Internal links are important. Unless you’re just starting out in SEO, this should be known as a fundamental part of optimisations done to ANY website. Whether a little local business site, a niche content site or a larger scale, dynamic/programmatic site like portals, directories or marketplaces, it’s important for all types of websites.
It’s one of the main elements I’ll look at with clients, and they’re often overlooked at scale. It’s surprising how easy it is to get some quick wins by just adding a link widget though.
For programmatic sites, you should have 3 types of links built into your template so that they’re ‘automated’;
✅ 𝐏𝐚𝐫𝐞𝐧𝐭 𝐥𝐢𝐧𝐤𝐢𝐧𝐠
The ‘up-the-hierarchy’ links, and are easily accomplished via breadcrumbs. In addition to a well laid out site structure, these breadcrumbs help set the hierarchy to your site via helping to ‘parent’ content, which helps ensure your main content gets the value from its ‘child’ pages.
So a location page could link up to its parent category.
✅ 𝐂𝐡𝐢𝐥𝐝 𝐥𝐢𝐧𝐤𝐢𝐧𝐠
Essential to passing authority down the site structure, these links are also extremely important to help Google crawl through key pages. These should link to pages that sit below the current page.
I recommend these are accomplished with footer/sidebar style link widgets, with filters applied to them to ensure only important / priority pages are included. This helps maximise the usage of your crawl budget, essentially just avoiding wasting Google’s time.

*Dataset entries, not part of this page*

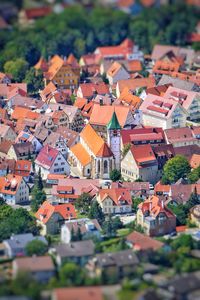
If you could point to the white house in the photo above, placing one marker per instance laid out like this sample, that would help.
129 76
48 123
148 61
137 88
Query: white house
50 160
140 163
24 137
116 72
88 228
115 200
13 189
161 112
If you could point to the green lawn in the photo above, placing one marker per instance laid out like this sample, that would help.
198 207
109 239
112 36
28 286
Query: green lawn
80 216
123 232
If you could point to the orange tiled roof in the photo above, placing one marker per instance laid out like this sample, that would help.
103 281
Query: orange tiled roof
132 84
114 69
127 97
134 66
165 67
155 206
55 65
92 139
82 155
104 151
9 182
44 213
161 187
41 65
20 113
195 161
116 194
80 102
79 293
101 115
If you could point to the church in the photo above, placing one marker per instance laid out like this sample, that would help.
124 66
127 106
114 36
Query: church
95 157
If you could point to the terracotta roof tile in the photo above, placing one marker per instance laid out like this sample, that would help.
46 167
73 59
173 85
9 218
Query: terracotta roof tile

A parent category could link through down to its key location pages. In some cases, it could link to a region-type page, with the region-type page linking through to individual locations.
✅ 𝐂𝐫𝐨𝐬𝐬-𝐥𝐢𝐧𝐤𝐢𝐧𝐠
Also be known as related page linking, these links link across to similar pages. These links help connect similar pages together that may sit within a separate part of the site.
The links could be to pages within the same category but nearby locations, or the same location but in a different related category.
If you’re missing one, or all, of the above links then you should look at kicking them off asap. These can be extremely easy to integrate, and may actually show measurable impacts alone due to their importance.
Just keep in mind though, there are always risks with something like this done at scale. Automated widgets like these could expose URLs with issues that may not have been crawled before, or high quantities of low-value pages (ie 0 results search pages). Just make sure you’re adding some rules/intelligence/filters to the widgets, along with significant crawl-testing, and you’ll be good to go.